PZ Myers did an excellent job yesterday of dismantling the latest from intelligent-design advocate Jonathan Wells. Wells wrote a piece on WorldNetDaily called “Why Darwinism is Doomed.” It is based some new research identifying an important gene involved in the human brain–which I blogged about last month. Wells claims that this discovery is a serious threat to evolution. Why? Because scientists have only just found the gene, because many genes are involved in building the human brain, and because finding a gene that’s different in humans than in other animals doesn’t actually reveal what caused that difference. Myers shows why all three arguments are wrong.
If you rely on Wells, you will come away with an impression of how scientists look for new genes that is precisely the opposite of reality. The authors of the new paper did not simply scan through the human genome in the hopes of finding something interesting. The genome is too big and mysterious for that approach. It’s like searching the Pacific for an island. If you just wander the ocean randomly, you may die before landfall.

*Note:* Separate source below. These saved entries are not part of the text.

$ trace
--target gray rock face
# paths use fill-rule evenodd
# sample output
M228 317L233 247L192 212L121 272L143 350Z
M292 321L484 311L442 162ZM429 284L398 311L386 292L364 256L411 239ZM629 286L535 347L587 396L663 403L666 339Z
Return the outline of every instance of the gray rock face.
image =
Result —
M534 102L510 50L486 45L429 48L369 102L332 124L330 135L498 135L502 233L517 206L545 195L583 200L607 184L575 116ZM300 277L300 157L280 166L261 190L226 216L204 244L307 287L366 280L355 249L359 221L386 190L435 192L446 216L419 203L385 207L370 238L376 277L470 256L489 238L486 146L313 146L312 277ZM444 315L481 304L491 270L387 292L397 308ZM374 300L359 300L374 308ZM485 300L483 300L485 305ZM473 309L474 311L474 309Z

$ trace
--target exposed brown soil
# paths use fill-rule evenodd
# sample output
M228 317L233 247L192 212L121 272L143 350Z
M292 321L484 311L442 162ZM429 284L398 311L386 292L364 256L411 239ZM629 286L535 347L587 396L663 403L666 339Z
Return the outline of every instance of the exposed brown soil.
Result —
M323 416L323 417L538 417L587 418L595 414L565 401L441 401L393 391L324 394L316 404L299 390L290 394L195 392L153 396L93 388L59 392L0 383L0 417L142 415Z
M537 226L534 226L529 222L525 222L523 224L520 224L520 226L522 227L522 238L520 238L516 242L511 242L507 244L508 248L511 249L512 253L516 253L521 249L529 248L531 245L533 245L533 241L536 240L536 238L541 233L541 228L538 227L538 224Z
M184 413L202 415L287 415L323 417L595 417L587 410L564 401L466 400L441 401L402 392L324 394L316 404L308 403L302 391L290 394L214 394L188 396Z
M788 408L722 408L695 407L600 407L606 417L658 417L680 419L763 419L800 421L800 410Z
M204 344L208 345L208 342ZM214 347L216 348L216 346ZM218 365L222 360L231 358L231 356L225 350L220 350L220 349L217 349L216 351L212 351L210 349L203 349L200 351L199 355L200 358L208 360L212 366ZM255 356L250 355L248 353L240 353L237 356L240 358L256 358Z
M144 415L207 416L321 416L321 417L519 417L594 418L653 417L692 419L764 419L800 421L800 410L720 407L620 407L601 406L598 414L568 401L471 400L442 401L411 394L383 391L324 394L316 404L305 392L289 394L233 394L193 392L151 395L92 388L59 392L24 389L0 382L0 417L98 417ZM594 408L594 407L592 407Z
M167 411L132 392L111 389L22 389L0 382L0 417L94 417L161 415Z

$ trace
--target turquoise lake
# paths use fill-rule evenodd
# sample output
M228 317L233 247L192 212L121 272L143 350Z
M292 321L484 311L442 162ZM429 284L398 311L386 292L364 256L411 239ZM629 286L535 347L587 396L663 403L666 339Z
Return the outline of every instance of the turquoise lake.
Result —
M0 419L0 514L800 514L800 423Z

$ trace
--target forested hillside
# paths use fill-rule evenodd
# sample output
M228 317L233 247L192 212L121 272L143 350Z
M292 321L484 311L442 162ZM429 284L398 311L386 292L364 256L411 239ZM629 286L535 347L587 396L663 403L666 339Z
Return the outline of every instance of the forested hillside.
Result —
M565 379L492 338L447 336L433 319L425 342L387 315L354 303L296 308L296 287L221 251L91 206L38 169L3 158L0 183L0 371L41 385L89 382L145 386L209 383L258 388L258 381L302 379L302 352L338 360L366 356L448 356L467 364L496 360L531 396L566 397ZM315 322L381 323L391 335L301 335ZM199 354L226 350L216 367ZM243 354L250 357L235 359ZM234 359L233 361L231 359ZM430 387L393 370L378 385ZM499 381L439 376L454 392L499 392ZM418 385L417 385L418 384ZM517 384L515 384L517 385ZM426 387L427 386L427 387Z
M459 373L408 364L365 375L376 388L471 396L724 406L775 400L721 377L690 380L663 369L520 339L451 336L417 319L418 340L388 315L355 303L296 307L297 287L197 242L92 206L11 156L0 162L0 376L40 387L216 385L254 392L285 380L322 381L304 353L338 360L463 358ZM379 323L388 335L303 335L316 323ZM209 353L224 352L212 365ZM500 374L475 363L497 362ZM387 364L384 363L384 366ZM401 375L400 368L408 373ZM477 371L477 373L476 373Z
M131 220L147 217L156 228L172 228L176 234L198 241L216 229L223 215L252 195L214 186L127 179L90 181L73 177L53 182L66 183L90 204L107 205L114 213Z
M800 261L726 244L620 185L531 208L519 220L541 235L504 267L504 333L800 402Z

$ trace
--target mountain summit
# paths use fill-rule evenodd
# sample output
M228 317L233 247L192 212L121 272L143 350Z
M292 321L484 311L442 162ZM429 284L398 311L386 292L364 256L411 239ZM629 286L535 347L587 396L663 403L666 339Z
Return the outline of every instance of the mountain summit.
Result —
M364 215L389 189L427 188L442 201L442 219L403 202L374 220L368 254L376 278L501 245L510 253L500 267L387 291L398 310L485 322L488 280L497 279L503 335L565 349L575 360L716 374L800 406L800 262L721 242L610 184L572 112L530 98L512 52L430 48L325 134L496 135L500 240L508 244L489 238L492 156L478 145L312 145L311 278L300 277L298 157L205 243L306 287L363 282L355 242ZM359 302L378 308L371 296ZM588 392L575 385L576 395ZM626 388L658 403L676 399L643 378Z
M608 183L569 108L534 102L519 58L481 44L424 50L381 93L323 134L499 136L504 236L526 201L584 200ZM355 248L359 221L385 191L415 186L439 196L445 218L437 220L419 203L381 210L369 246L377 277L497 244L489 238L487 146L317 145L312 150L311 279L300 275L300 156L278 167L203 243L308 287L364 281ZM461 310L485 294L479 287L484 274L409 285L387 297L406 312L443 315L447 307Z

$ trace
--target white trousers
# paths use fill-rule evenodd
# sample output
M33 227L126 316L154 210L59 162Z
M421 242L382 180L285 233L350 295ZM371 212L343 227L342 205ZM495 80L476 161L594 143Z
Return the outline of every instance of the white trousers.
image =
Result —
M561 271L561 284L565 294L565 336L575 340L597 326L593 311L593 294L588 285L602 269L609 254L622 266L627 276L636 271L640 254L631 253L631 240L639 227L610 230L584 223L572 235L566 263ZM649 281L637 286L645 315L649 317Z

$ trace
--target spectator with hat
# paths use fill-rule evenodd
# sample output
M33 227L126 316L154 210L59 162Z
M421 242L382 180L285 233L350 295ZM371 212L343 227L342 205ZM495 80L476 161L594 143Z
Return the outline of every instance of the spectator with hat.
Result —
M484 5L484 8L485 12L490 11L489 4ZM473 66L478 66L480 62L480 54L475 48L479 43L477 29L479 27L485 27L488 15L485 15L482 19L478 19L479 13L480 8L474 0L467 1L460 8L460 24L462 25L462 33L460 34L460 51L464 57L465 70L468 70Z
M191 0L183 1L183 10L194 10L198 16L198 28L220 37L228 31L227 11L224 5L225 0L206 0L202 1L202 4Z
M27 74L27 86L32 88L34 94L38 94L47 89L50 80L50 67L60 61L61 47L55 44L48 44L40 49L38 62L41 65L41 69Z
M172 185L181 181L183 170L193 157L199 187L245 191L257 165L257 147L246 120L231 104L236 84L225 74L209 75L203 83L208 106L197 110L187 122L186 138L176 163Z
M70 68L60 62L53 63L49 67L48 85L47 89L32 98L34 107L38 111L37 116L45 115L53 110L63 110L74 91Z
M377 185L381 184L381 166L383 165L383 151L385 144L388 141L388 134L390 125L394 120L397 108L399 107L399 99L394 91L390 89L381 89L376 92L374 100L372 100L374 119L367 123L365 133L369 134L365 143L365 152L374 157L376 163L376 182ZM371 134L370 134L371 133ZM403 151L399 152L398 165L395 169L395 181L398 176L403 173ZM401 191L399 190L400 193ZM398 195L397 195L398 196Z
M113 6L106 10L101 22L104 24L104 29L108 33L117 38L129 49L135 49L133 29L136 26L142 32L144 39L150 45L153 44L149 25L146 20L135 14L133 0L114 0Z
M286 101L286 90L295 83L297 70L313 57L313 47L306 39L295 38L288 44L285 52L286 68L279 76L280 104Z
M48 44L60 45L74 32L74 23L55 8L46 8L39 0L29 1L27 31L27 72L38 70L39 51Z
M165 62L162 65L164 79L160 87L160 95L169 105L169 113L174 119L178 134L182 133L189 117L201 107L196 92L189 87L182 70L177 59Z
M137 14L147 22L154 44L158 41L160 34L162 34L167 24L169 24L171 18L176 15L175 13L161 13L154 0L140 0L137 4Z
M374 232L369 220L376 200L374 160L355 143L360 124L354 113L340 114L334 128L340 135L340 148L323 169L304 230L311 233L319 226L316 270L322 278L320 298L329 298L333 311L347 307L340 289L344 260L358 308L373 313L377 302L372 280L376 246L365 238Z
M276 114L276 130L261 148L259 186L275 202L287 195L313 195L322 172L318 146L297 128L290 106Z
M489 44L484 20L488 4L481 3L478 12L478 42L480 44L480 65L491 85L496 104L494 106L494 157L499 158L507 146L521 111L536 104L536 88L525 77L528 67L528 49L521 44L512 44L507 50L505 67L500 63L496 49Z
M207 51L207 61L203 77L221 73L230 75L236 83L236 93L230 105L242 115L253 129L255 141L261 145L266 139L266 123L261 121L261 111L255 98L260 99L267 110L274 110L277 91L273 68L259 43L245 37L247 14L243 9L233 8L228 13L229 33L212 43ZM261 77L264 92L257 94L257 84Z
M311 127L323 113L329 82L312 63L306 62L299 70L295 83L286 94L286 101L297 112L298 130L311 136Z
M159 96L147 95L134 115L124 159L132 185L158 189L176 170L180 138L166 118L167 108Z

What made this particular search especially challenging was that the gene in question does not make a protein. Protein-encoding DNA makes up only two percent of the genome, and non-coding DNA is a murky realm of virus-like stretches of DNA, broken genes, and some genes that actually serve an important function. It is very difficult to look at a single genome and pick out functionally important segments of DNA from the “junk.”
So how did the scientists find the new gene? They began with the fact that functionally important stretches of DNA will show signatures of evolution. A functionally unimportant stretch of DNA will acquire random mutations over millions of years. But if a segment of DNA has an important function, most mutations will be harmful. So the scientists compared non-coding DNA from chimpanzees, mice, and rat, for segments of DNA showed significant signs of negative selection. They identified 35,000 segments, all of which have resisted acquiring mutations for hundreds of millions of years. Then they looked at the human versions of each one. They found evidence that 49 of those regions had experience strong natural selection only in the human lineage. They ranked the DNA regions by the strength of natural selection and then investigated the ones at the top of the list. Lo and behold, they discovered that these DNA regions encoded genes that produce RNA, which turns out to do interesting things in the brain.
These scientists did not find a new gene and then try to make up a story to fit the theory of evolution. Evolution guided them to the genes. And they are hardly alone. Last year I blogged twice about scientists who find new genes and other important elements of DNA by looking for signatures of evolution. (Here and here.) Far from showing that “Darwinism is doomed,” the new research shows just how vital evolution is to understanding how the human genome works.